Dans une interview accordée au journal espagnol El Pais, l'écrivain et penseur sénégalais Boubacar Boris Diop a exprimé son point de vue sur l'arrivée des militaires au pouvoir dans certains pays africains. Alors que les coups d'État se multiplient au Sahel, le penseur adopte une perspective nuancée, mettant en avant la vertu et l'engagement envers l'indépendance nationale plutôt que de condamner catégoriquement l'intervention militaire.
D’après l’auteur, la situation politique en Afrique peut être complexe, avec une classe politique civile motivée par des intérêts personnels. Il affirme : "Si vous avez une classe politique, civile, totalement corrompue et, devant eux, des personnes vertueuses (qu'il s'agisse d'entrepreneurs, de militaires ou de gendarmes) qui aiment leur pays et sont engagées dans leur indépendance, il faut les soutenir." Ainsi, il suggère que l'habit militaire ne doit pas être perçu comme une malédiction ou une bénédiction, mais plutôt évalué en fonction de l'intention et de l'intégrité des individus qui le portent.
L'écrivain sénégalais fait référence à des exemples historiques pour étayer son point de vue. Il mentionne Jerry Rawlings, qui a pris le pouvoir par un coup d'État au Ghana avant de normaliser le pays, et Thomas Sankara, un militaire emblématique qui a engagé des réformes radicales au Burkina Faso avant d'être assassiné. M. Diop réfute l'idée simpliste selon laquelle tous les militaires qui prennent le pouvoir sont les mêmes, soulignant qu'il est essentiel de comprendre l'histoire et la complexité des situations politiques spécifiques.
Cependant, lorsqu'il est confronté aux questions relatives aux violations des droits de l'homme et à la liberté de la presse dans les régimes militaires, Boubacar Boris Diop adopte une position controversée. Il rejette le rapport des Nations Unies sur les massacres de civils à Moura, le qualifiant d' « infamie » et de « machination ». Il remet également en question l'importance de la liberté de la presse en Afrique, citant l'exemple de la Radio des Mille Collines au Rwanda, qui a incité au génocide en 1994. Il affirme : "Toute cette histoire de la liberté d'expression ne m'impressionne pas du tout." Selon lui, seuls quelques privilégiés peuvent s'exprimer librement, tandis que la majorité de la population lutte pour sa survie et sa dignité.
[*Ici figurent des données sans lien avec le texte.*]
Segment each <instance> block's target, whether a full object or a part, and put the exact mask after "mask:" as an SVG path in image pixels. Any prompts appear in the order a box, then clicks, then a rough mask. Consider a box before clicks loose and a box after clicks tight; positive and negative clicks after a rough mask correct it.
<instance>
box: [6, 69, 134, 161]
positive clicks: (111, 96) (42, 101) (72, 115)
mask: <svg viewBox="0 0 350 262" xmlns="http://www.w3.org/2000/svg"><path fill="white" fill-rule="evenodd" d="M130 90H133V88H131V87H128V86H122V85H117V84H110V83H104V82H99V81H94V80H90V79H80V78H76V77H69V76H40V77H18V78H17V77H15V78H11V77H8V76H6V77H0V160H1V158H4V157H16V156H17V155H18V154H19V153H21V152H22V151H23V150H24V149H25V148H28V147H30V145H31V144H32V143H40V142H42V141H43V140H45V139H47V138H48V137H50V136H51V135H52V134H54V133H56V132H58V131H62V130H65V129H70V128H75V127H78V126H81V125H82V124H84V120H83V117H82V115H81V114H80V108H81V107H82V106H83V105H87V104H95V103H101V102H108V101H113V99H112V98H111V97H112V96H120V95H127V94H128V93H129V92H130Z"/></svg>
Il mentionne le cas du Rwanda dirigé par Paul Kagame, où la liberté d'expression est restreinte. Le Sénégalais reconnaît que le Rwanda n'est pas une démocratie, mais il loue "les progrès réalisés dans le pays en termes de stabilité et de développement". Il souligne l'absence de corruption et l'engagement de Paul Kagame pour l'unité.